Erstens muss das Schlagwort des lebenslangen Lernens mit einem Weiterbildungsobligatorium in eine verbindliche und unterstützende Form gegossen werden. Heute ist Weiterbildung je nach Einkommen ungleich verteilt und nimmt mit steigendem Alter massiv ab. Nur ein Weiterbildungsobligatorium kann – analog zur Einführung des Schulobligatoriums in der ersten industriellen Revolution – die rasante Entwicklung der digitalen Revolution auffangen.

Zweitens braucht es Lösungen für die Organisation und die Finanzierung von Nachholbildung. In der Schweiz haben gut 600’000 Menschen im erwerbsfähigen Alter keinen Berufsabschluss, von ihnen sind mehr als 400’000 erwerbstätig. Viele gehören zur Mittelschicht, sind aber hochgradig abstiegsgefährdet. Nur mit einem Berufsabschluss in ihrem heutigen Tätigkeitsgebiet kann ihr Lebensstandard gesichert werden.

Höhere Kinderzulagen


Haushalte mit Kindern sind in der unteren Mitte und bei den einkommensschwachen Haushalten klar übervertreten. Um Familien besser in der Mittelschicht zu verankern, muss bei den Einkommen und bei den Ausgaben angesetzt werden. Auf der Einkommensseite sind Familienzulagen ein bewährtes Instrument. Sie entfalten aufgrund der progressiven Einkommenssteuern ihre grösste Wirkung bei unteren und mittleren Einkommen. Höhere Familienzulagen sind also ein Beitrag zur Absicherung der Mittelschichtfamilien.

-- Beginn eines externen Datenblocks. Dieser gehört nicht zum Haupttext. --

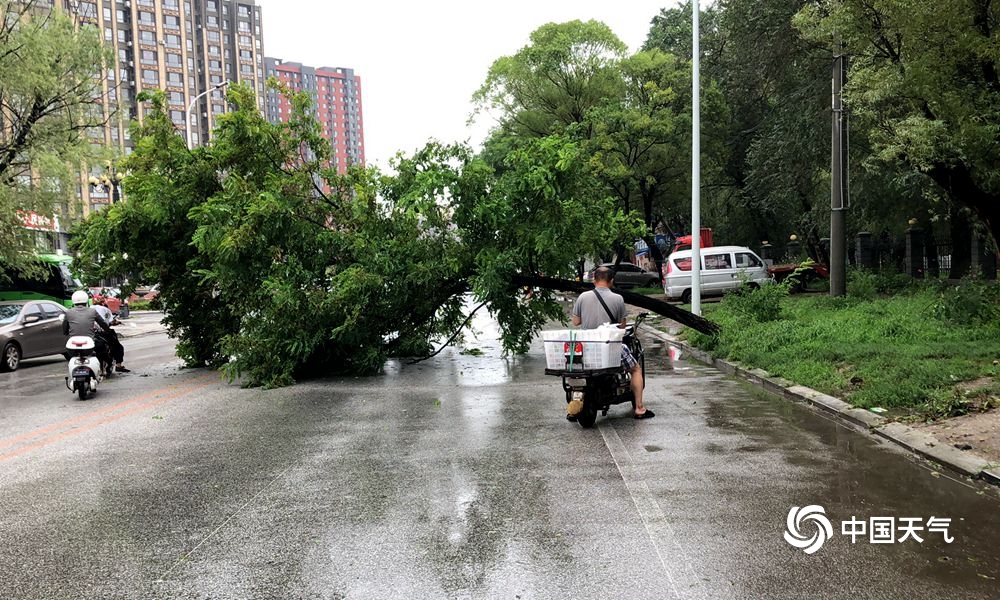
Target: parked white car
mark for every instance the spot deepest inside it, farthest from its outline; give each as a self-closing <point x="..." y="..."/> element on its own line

Eine zweite Massnahme zielt auf eine bessere Vereinbarkeit von Beruf und Familie: Verbesserungen im Angebot der familienergänzenden Betreuung erzielen auf der Einkommens- und auf der Ausgabenseite Wirkung. Rein quantitativ ist das Angebot an familienergänzender Betreuung heute vielerorts genügend. Aber es ist kaum auf flexible Arbeitszeiten (Wochenende, Abend, Nacht) ausgerichtet, und die Kosten für die Eltern sind hoch. Ein besseres und günstigeres Angebot trägt gezielt zu zusätzlicher Erwerbstätigkeit und höherem Einkommen von Mittelschichtfamilien bei. Nachdem der Bund in der Sommersession 2017 dafür 100 Millionen Franken bewilligt hat, müssen nun die Kantone entsprechende Angebote bereitstellen.

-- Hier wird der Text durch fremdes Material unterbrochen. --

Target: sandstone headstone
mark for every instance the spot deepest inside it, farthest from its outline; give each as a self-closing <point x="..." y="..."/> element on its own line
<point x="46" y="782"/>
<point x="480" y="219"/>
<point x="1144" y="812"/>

Krankenkassenprämienverbilligung


Ein wichtiger Kostenfaktor für Haushalte der unteren Mittelschicht sind die Krankenkassenprämien. Da diese in den letzten zehn Jahren viel stärker gestiegen sind als die Löhne, schrumpfte das frei verfügbare Einkommen der unteren Mittelschicht. Eine massgebliche Rolle spielte dabei die Politik, welche die Prämienverbilligungen kürzte: Allein zwischen 2010 und 2014 sind in den Kantonen im Rahmen von Sparpaketen ungefähr 170 Millionen Franken an Prämienverbilligungen eingespart und damit weitgehend der unteren Mittelschicht aufgebürdet worden.

Hier können die Kantone unmittelbar Gegensteuer geben. Darüber hinaus muss der Bund mit klaren Vorgabe an die Kantone sicherstellen, dass nicht weitere Haushalte der unteren Mitte den Anspruch auf Prämienverbilligung verlieren und dadurch aus der Mittelschicht abrutschen.

Politische Folgen


Die erwähnte BFS-Studie kommt zu einem weiteren Schluss: In der unteren Mitte und bei den einkommensschwachen Haushalten ist ein signifikant tieferes Vertrauen in das Rechtssystem und die Politik vorhanden. Die politischen Ausprägungen dieses Misstrauens wurden in den letzten Jahren in vielen Ländern Europas sichtbar und haben sich auch in verschiedenen Abstimmungsergebnissen in der Schweiz manifestiert.

Aus diesem Grund ist die Stabilisierung der unteren Mittelschicht auch gesellschaftlich und politisch von grosser Bedeutung. Nur mit raschen und mutigen Schritten in den oben genannten Bereichen wird es gelingen, diese Entwicklung im Interesse einer offenen, solidarischen und prosperierenden Schweiz einzudämmen.

Zitiervorschlag: Martin Flügel (2017). Standpunkt: Abrutschen der unteren Mitte verhindern. Die Volkswirtschaft, 23. November.